Antonio Rodríguez tenía tan solo doce años cuando dejó atrás su humilde hogar en Carballino, municipio de Orense en Galicia, España, rumbo a Argentina. Años más tarde, comenzó con sus andanzas en la gastronomía: primero como mozo en varios boliches y luego montó su propia panadería en el barrio de La Boca, donde se dio cuenta de que aquel oficio le apasionaba. Hoy, su hijos y nietos continúan con el legado y su panadería y confitería Artiaga, en el barrio de Saavedra, es desde 1931 sinónimo de tradición familiar y elaboración artesanal.
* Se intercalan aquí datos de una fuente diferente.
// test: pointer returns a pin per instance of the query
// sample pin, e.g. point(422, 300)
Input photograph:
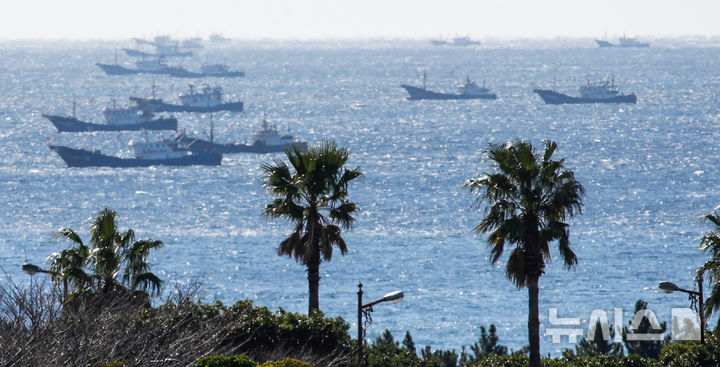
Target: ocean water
point(650, 171)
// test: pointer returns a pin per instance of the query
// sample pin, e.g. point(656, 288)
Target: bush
point(691, 354)
point(226, 361)
point(287, 362)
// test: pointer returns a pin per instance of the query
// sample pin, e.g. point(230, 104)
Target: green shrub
point(287, 362)
point(226, 361)
point(691, 354)
point(596, 361)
En plena Segunda Guerra Mundial, allá por el 1942, la familia Rodríguez preparó sus maletas y partieron desde el Puerto de Vigo hacia el de Buenos Aires. El joven Antonio iba acompañado por su hermano menor, la abuela Socorro y su madre Purificación. Su padre, Daniel Antonio, los esperaba en la localidad de Espartillar, provincia de Buenos Aires, donde desde hacía algunos años se encontraba trabajando la tierra y vendiendo cueros. Al poco tiempo, Don Daniel lamentablemente murió de un cáncer de pulmón y Antonio tuvo que hacerse cargo de la economía familiar. Con tan solo 17 años, abandonó sus estudios y comenzó a buscar empleo. Consiguió de mozo en el Museo de Jamón, en pleno centro porteño, y luego sumó dos turnos más: en un hotel y en otro boliche de la zona. Trabajaba mucho, dormía poco y hasta había días que al no darle los tiempos descansaba un rato en el sótano de uno de los restaurantes. Con sacrificio y las generosas propinas que recibía, por su esmerada atención, comenzó a tener sus primeros ahorros.
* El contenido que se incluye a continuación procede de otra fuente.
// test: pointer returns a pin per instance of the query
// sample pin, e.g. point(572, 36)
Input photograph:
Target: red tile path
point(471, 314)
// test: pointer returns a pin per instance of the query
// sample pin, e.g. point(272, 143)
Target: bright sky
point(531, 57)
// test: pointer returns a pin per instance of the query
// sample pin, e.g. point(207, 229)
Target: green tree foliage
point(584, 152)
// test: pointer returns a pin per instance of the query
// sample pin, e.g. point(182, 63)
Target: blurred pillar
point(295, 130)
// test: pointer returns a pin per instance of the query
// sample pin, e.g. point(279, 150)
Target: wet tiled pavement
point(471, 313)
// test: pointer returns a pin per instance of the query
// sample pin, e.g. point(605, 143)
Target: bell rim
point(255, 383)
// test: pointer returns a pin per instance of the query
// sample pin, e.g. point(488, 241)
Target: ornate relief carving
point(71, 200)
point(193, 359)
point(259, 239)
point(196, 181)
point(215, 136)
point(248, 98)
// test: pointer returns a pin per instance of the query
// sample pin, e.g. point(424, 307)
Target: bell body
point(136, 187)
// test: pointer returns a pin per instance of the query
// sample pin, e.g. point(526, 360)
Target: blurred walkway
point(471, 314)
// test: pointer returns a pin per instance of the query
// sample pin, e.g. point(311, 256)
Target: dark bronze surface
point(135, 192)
Un amor para emprender en familia
Con tantas horas trabajando era de esperar que que Antonio no tuviera tiempo para enamorarse. Sin embargo, hacía años que una jovencita le había robado su corazón: Alba, una amiga de la infancia de la familia, y quien los había recibido en el Puerto tras su llegada a Buenos Aires. Luego de algunas idas y vueltas, se animó a confesarle su amor y a los pocos meses de noviazgo se casaron.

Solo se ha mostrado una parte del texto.